Il trasferimento ha ricevuto il via libera definitivo dopo che il direttore sportivo Pradè ha ottenuto l’ok dal presidente Commisso, deciso a muoversi indipendentemente dall’uscita di Lucas Beltran, anch’egli sul piede di partenza. L’arrivo di Piccoli si inserisce dunque in una strategia di rinnovamento dell’attacco viola.
Una curiosità accompagna la chiusura dell’affare: proprio oggi la Fiorentina è attesa a Cagliari, per una fase del ritiro precampionato, e non è escluso che Piccoli raggiunga la squadra direttamente in Sardegna.

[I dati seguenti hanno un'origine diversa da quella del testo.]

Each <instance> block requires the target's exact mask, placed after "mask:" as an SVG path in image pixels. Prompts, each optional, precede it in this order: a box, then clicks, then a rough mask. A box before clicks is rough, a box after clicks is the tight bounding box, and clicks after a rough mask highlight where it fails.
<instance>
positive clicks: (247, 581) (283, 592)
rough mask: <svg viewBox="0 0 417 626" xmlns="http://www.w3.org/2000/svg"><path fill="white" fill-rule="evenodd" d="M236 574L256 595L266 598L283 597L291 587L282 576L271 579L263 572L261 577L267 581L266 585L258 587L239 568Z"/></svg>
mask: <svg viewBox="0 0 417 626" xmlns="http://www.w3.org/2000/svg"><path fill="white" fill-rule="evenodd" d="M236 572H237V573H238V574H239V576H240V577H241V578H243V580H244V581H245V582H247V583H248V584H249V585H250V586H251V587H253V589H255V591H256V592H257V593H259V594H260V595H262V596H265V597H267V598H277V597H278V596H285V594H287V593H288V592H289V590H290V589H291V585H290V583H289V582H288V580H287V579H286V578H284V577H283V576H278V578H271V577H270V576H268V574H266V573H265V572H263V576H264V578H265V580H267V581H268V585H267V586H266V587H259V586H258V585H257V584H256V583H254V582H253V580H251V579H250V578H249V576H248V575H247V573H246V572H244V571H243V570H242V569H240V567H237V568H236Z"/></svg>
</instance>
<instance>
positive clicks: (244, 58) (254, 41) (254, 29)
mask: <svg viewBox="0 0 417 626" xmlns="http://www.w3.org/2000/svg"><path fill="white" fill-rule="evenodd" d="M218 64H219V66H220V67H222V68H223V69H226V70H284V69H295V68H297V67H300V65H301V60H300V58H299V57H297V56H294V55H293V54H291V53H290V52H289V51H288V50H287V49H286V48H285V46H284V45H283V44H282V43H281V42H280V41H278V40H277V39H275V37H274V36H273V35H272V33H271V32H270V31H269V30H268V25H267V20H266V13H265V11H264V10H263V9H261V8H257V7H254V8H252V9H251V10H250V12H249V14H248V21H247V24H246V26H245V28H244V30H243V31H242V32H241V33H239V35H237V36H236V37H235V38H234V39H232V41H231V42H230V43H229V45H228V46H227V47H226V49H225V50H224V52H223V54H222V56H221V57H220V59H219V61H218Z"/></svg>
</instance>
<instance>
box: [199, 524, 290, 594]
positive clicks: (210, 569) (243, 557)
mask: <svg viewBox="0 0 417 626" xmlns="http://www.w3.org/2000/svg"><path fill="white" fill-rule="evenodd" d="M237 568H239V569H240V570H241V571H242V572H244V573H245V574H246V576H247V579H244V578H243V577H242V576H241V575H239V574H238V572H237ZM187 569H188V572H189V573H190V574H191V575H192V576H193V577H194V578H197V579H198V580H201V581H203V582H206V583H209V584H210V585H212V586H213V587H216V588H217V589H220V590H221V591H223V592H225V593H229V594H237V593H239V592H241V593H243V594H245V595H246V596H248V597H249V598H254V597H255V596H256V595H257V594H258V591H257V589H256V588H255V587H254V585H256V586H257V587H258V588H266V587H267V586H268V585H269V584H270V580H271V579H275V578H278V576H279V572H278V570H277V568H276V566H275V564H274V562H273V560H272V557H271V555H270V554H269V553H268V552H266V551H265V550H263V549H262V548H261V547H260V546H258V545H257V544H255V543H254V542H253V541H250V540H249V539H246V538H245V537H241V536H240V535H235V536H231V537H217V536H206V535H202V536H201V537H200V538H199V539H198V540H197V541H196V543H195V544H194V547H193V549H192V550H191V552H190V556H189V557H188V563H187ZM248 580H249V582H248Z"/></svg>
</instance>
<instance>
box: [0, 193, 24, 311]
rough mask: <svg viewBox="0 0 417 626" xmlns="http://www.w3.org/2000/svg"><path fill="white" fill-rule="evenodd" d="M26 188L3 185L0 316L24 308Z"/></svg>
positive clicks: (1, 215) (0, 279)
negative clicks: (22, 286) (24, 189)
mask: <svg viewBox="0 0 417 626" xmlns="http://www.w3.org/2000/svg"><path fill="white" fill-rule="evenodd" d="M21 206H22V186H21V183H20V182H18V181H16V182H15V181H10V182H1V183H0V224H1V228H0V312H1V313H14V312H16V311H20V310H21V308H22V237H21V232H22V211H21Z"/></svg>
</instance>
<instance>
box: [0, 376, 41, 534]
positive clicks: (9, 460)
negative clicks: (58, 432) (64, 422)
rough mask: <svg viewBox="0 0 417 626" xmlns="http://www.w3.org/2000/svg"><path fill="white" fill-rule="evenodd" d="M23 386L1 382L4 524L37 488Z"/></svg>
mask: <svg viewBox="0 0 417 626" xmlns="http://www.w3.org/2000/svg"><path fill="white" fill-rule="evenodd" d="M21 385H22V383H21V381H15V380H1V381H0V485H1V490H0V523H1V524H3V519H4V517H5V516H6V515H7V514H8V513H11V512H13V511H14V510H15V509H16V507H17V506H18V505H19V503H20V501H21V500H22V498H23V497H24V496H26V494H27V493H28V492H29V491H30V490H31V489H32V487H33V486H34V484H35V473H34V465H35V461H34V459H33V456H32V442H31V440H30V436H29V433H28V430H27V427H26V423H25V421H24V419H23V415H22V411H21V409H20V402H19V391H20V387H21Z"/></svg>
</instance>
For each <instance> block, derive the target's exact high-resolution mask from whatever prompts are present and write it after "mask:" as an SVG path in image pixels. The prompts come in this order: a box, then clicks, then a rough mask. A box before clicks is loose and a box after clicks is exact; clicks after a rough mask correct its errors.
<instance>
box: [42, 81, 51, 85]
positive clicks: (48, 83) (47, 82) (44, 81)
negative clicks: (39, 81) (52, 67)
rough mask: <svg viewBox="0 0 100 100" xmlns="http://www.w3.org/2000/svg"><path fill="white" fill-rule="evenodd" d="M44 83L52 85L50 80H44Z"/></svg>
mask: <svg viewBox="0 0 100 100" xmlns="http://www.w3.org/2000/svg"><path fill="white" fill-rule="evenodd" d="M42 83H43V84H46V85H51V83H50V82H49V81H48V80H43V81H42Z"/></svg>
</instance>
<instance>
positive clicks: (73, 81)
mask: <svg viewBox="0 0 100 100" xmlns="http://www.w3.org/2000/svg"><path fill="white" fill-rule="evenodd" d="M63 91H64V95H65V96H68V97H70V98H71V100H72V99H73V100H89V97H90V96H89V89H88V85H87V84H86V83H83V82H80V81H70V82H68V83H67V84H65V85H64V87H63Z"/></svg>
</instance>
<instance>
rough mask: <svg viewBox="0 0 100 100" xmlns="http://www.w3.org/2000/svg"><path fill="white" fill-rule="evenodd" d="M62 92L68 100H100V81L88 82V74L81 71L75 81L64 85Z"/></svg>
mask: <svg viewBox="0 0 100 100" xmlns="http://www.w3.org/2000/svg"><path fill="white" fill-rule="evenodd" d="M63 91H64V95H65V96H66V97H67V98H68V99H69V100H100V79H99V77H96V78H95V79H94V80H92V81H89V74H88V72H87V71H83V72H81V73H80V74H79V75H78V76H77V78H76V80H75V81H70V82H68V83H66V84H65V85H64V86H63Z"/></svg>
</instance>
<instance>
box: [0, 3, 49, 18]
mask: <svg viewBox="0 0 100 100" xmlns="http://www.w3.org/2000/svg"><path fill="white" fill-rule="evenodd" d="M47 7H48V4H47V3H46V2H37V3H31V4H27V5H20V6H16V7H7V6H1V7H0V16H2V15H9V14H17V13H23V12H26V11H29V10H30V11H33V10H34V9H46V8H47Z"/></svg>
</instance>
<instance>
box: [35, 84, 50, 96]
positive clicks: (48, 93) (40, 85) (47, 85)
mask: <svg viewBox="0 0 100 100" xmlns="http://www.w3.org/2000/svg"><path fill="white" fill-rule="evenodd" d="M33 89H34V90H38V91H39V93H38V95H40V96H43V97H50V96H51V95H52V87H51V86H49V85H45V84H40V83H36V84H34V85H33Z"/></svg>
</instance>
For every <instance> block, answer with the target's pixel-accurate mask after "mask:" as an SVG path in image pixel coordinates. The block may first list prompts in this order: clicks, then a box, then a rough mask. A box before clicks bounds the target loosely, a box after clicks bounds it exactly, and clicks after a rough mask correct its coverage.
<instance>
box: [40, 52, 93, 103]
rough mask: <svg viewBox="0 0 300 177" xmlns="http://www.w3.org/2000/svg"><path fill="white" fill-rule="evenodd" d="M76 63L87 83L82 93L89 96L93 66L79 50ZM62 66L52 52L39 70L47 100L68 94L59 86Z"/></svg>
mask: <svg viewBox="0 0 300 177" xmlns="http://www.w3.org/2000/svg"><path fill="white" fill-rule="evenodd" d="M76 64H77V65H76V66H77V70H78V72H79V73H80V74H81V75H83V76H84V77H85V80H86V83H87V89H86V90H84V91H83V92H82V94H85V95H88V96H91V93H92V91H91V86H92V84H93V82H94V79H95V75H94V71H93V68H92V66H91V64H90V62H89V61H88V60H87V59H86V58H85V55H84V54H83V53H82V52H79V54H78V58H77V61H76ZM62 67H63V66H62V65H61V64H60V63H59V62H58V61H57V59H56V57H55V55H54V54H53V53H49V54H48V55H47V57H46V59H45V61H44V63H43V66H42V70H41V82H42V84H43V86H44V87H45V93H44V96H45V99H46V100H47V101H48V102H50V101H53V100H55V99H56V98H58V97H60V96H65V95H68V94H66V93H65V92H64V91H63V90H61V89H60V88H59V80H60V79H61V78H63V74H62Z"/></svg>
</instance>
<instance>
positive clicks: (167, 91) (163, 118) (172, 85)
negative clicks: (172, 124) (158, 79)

Sebbene non scenderà in campo da titolare contro i rossoblù, resta da valutare se possa già essere disponibile almeno per la panchina.
Il contratto che attende Piccoli è di cinque anni, con uno stipendio da circa 2 milioni di euro netti a stagione. L’intesa a lungo termine conferma la fiducia del club nelle potenzialità del giovane attaccante, che arriva con l’obiettivo di affermarsi definitivamente in Serie A e di attirare l’attenzione del commissario tecnico della Nazionale.
La giornata odierna potrebbe coincidere con il primo incontro tra Piccoli e i suoi nuovi compagni, in un contesto simbolico, proprio a Cagliari, dove l’attaccante ha giocato fino a poche settimane fa. Si tratta di un debutto particolare, che segnerà l’inizio di una nuova fase della sua carriera.